Eating a little bit of Christmas…

 

 

This is a re-post from here.

The Christmas advertisements are already being shown on TV- something that most of us will have complained about. The money machine is limbering up…

But if we want to do something differently, then we too will need to make some preparations.

It is my conviction that although most of us love to celebrate Christmas, we do not feel in control of what happens to us each year. It comes at us like a massive snowball rolling down the hill, gathering all in it’s path. Bigger and bigger.

The controlling factors that result in our powerlessness are complex, but I think some of these things have been part of our experience-

  • Collective momentum- none of us are immune from the power of advertising, particularly when all around us people shop till they drop.
  • Making it special- and because of our consumer driven context, this means more consumption. More shiny stuff for the kids, and more booze and gadgets for the adults.
  • Busyness- most of us simply lack the head space to think our way into a different way of doing things. It is all we can do just to go with the flow.
  • Obligation- present buying is a socially stressful activity. Getting the right balance between cost/quirkyness/suitability is a pressure for more of us. This is because we value our friends, and do not want to give offence. Remember those awful moments when someone gives you a present and you realise you have not given them one? Do you keep ‘spare’ presents just in case this happens?
  • Lack of viable alternatives- what else would we do? Faced with this, we reluctantly end up just doing the same.

All this suggests to me that if we want to change our approach to Christmas, we have to make plans well in advance.

We will need to negotiate/discuss with our family and our friends. It might mean different solutions for different groups.

We are part of a community called Aoradh– and last night, we made a start towards our different kind of Christmas.

Sarah (our 11 year old super-chef) had baked cupcakes. At the base of each cake was a name, revealed as we ate.
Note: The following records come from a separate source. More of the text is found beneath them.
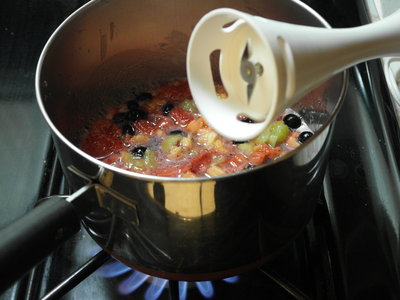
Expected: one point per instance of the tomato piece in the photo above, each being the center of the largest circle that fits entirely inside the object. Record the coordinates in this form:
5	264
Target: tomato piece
263	154
101	145
175	92
234	163
112	158
144	127
181	116
201	163
106	126
257	158
163	122
172	171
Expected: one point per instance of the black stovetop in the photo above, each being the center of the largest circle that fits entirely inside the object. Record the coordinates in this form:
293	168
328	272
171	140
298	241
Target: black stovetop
350	249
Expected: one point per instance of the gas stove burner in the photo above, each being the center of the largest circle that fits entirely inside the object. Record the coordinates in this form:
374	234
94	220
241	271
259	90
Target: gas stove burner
156	286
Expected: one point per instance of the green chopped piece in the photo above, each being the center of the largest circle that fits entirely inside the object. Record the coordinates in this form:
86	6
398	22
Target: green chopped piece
189	106
246	148
170	141
133	162
150	158
274	134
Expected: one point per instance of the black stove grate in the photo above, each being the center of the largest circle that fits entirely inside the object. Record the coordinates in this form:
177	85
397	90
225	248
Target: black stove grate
302	271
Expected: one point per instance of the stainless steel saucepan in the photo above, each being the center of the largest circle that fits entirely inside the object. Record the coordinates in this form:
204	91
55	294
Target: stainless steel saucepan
176	228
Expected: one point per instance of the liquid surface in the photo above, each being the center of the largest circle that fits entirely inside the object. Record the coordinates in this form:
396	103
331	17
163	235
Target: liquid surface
160	132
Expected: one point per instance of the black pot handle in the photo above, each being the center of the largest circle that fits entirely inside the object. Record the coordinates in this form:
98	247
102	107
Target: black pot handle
28	240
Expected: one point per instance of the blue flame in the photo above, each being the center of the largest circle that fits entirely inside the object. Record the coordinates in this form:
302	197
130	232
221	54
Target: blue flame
132	283
182	290
155	289
205	288
136	279
232	279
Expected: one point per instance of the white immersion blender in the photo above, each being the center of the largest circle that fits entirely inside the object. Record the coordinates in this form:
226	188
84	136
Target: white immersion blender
266	66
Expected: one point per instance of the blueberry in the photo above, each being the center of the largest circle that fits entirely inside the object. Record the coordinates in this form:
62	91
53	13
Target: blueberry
173	132
136	114
143	96
304	136
120	118
167	108
139	151
132	105
128	129
292	121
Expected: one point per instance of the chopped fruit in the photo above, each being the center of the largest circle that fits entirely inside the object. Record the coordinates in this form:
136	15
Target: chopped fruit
274	134
161	133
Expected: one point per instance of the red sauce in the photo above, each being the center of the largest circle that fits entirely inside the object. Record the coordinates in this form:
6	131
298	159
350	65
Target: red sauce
162	133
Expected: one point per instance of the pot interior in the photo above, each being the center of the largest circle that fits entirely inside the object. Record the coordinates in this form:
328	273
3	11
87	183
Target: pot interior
108	50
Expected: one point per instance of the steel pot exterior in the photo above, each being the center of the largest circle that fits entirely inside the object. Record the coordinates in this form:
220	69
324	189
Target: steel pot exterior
188	229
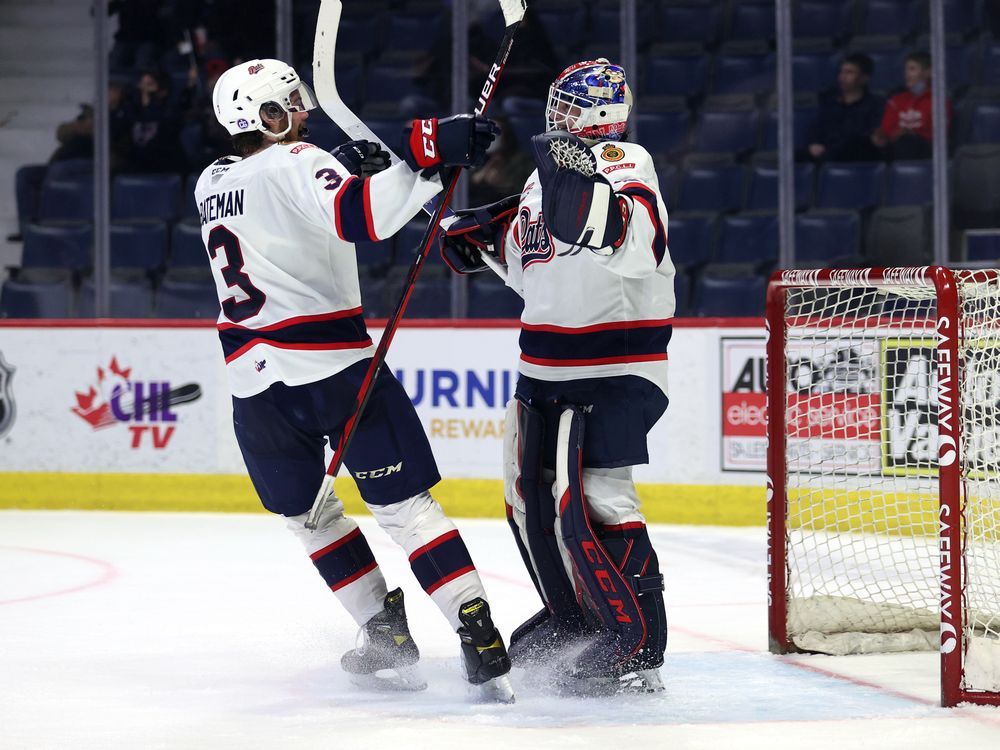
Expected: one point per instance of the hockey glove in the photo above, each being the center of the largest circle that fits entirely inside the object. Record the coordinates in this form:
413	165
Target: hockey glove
579	204
477	231
459	141
362	158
Later on we will eat another meal together, and exchange gifts only with the person whose name we drew.

The rules are- gifts can be something you have made, or a promise for the new year (babysitting, grass cutting, chest waxing or whatever) or if you need to buy something then that is fine, but you must spend little.
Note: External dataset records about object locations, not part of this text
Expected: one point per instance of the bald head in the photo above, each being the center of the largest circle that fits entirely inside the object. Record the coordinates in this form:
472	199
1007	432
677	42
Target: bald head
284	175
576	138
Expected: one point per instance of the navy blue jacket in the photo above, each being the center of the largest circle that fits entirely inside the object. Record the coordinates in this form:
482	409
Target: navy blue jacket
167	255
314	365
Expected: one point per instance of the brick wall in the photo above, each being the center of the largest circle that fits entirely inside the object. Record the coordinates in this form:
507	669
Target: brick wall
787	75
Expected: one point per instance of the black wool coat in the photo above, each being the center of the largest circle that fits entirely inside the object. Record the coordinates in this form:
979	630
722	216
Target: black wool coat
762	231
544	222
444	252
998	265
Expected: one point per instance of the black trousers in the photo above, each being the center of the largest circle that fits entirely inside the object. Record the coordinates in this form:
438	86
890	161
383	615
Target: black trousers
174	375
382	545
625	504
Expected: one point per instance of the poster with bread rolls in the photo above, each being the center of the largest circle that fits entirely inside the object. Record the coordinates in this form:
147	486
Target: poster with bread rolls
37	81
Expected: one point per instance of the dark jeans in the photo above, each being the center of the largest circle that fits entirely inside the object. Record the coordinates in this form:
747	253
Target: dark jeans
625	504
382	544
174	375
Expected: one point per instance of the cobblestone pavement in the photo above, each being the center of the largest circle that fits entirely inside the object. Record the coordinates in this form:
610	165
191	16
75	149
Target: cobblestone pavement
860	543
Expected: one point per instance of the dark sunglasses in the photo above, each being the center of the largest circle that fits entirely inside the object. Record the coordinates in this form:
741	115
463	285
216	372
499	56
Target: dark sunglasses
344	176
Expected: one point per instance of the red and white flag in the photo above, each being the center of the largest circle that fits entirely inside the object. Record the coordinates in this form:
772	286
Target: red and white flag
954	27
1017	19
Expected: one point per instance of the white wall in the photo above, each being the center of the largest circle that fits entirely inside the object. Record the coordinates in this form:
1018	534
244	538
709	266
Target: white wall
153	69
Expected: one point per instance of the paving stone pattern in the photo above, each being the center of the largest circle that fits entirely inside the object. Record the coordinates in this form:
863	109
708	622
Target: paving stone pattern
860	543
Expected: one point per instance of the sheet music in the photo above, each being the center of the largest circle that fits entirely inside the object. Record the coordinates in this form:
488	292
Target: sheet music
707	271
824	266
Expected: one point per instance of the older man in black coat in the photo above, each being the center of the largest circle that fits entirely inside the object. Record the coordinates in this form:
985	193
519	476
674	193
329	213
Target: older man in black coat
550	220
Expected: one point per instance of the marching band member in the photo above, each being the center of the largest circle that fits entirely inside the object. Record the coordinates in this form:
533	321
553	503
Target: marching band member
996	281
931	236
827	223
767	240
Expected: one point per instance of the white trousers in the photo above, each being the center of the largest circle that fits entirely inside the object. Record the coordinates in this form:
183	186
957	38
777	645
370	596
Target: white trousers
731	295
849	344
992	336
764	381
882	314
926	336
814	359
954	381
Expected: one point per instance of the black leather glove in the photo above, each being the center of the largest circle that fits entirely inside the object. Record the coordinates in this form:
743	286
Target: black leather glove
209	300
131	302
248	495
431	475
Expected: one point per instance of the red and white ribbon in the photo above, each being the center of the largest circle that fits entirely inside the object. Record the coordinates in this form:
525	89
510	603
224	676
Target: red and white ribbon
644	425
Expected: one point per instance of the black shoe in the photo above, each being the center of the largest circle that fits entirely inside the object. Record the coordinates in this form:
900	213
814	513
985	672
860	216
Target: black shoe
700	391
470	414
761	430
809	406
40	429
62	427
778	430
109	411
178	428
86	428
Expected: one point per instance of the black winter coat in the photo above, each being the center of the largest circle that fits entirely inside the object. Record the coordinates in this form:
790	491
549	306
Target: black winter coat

Will this be less special? Will our community be showing less love and committment to one another? I rather think the opposite- it has already been a means of bringing us closer, having fun- and of course, eating together. We do a lot of that…

Some incense, a black box, and friendship…

Last night our little housegroup met. It was nothing out of the ordinary- there will be small groups of people meeting like this all over the country. But this one was special- because it was mine.

We sat round the fire, and read stories about the coming of light. We sang, and ate food.

Then we shared gifts.

We had one of those ‘secret Santa’ things where each of us drew a name from a hat, and had to buy a gift for £2, and write a blessing for them.

Mine was simply brilliant. It was a gift for both Soul and Spirit.

For the soul- a little box of frankincense, along with some charcoal and an account of the uses of incense in the Bible. It is just the right sort of gift for me, from a dear creative friend who knows me well and it made me cry.

For the Spirit, a little black box, labelled ‘Chris’s survival kit’ containing 10 cards that made me laugh out loud.

Here is a sample-

(The last one is a little reference to my little swim last February!)

Brilliant!

This made me smile- toilet twinning…

My mate Simon told me about this the other day- in response to a conversation about alternative Christmas presents…

Toilet Twinning-

International charities Cord and Tearfund have linked up to bring you Toilet Twinning: a unique way to help transform lives in poor communities across the world.

Since the launch of Toilet Twinning in 2008, more than 1,500 latrines have been built in Burundi – providing safe loos for at least 9,000 people! So… squat’s it all about?

There’s a serious message here though-

up a stink

It’s out of order! 1 in 3 people across the world don’t have somewhere safe to go to the toilet. Bad sanitation is one of the world’s biggest killers: it hits women, children, old and sick people hardest. Every minute, three children under the age of five die because of dirty water and poor sanitation. And, right this minute, around half the people in the world have an illness caused by bad sanitation.

Women and girls suffer most

In Africa, half of young girls who drop out of school do so because they need to collect water – often from many miles away – or because the school hasn’t got separate toilets for boys and girls. Not having a loo puts people at risk of being bitten by snakes as they squat in the grass and makes women and girls a target for sexual assault as they go to the toilet in the open.

Big job

We must do what we can to make a difference.

Providing people with clean water and basic sanitation is one of the most cost-effective ways to release people from poverty: for every £1 spent on water and sanitation, £8 is returned through saved time, increased productivity and reduced health costs.

Missing the target

In 2000, 189 countries from across the world signed up to the UN’s Millennium Development Goals. The plan was that we’d all work together to end extreme poverty by 2015. But little action means some targets will be missed by DECADES. If we carry on like this, it’s predicted we won’t hit the sanitation target in sub-Saharan Africa until the 23rd century.

So if anyone wants to buy us a toilet twin for our downstairs loo, I will forever more poo with pride!